Japan’s Finance Minister Taro Aso described the yen’s recent rise “rapid” on Friday, signaling concerns that the trend could damage the export-reliant economy.

Yen worries

The safe harbor rise in the yen comes after the world’s third-largest economy entered its deepest post-war recession. The ongoing depreciation in the US dollar and the Sino-US tensions are only feeding the yen.

“Stability is important, so I am closely monitoring the rise in the yen with a sense of urgency,” Aso told reporters after a cabinet meeting.

As Aso spoke, the dollar saw the 104.18 low against the Japanese yen (USDJPY), the lowest level in the last four and a half months on Friday. Investors are concerned that the recovery in the US economy is being derailed by a second wave of coronavirus.

“The government and the Central Bank of Japan will closely monitor the fundamental market and economic trends and intervene when necessary,” said the deputy finance minister responsible for international relations, Kenji Okamura, after a routine meeting with central bank and Financial Services Agency officials.

Eurozone data

According to data released on Friday, the Eurozone economy recorded its deepest contraction in the second quarter, but inflation in the block increased unexpectedly in July.

According to the estimates of the European Union statistics office, Eurostat, between April and June the gross domestic product of 19 countries sharing the euro currency decreased by 12.1% compared to the previous quarter.

The 12 percent decline is slightly deeper than market expectations and follows the 3.6% GDP drop recorded in the first quarter of the year.

GDP in Spain, one of the most troubled economies of the region, contracted by 18.5% compared to the previous quarter, shrinking worse than expected, and wiping out the gains of the last six years after the financial crisis.

GDP in Italy and France also dropped sharply by 12.4% and 13.8%, but less than expected.
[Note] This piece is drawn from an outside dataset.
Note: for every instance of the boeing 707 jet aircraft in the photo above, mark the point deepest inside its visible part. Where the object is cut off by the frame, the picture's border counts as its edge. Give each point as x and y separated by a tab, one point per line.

Germany, the largest economy in the block, experienced a 10.1% contraction in the second quarter, worse than the expectations of a 9.0% contraction.

Inflation challenged the expectations of a slowdown by maintaining its upward trend.

Eurostat said consumer prices in the block rose 0.4% year-on-year in July. Economists who participated in a survey by Reuters predicted a 0.2% increase in July. The figure was 0.3% in June and 0.1% in May.

BoE measures

The Bank of England (BoE) is poised to set its tone next week on how fast it expects the economy to recover from the financial damage caused by COVID-19.

However, the bank is not expected to expand a 100 billion-pound stimulus it announced in June.

The world’s sixth-largest economy shrank by almost a quarter between February and May. Some economists think it may take years for the UK to return to its previous size.

BoE’s forecasts for May were that the economy will return to its previous situation in the second half of 2021, but several policymakers have warned that the expected V-shaped recovery schedule take longer.

US negotiations

US Congressional Democrats and Republicans and the White House continue their negotiations on how to hammer out a new aid package to the hard-hit economy.

Democrats, led by House of Representatives Speaker Nancy Pelosi and Senate Minority Leader Chuch Schumer, refuse to drop a $600 weekly federal unemployment insurance to $200 as offered by the White House and Republicans. Time is running out as this aid program expires today.

Pelosi and Schumer sat down Trump’s team, Treasury Secretary Steve Mnuchin and White House chief of staff Mark Meadow until midnight. The statements released by the parties showed that they remained far from a compromise.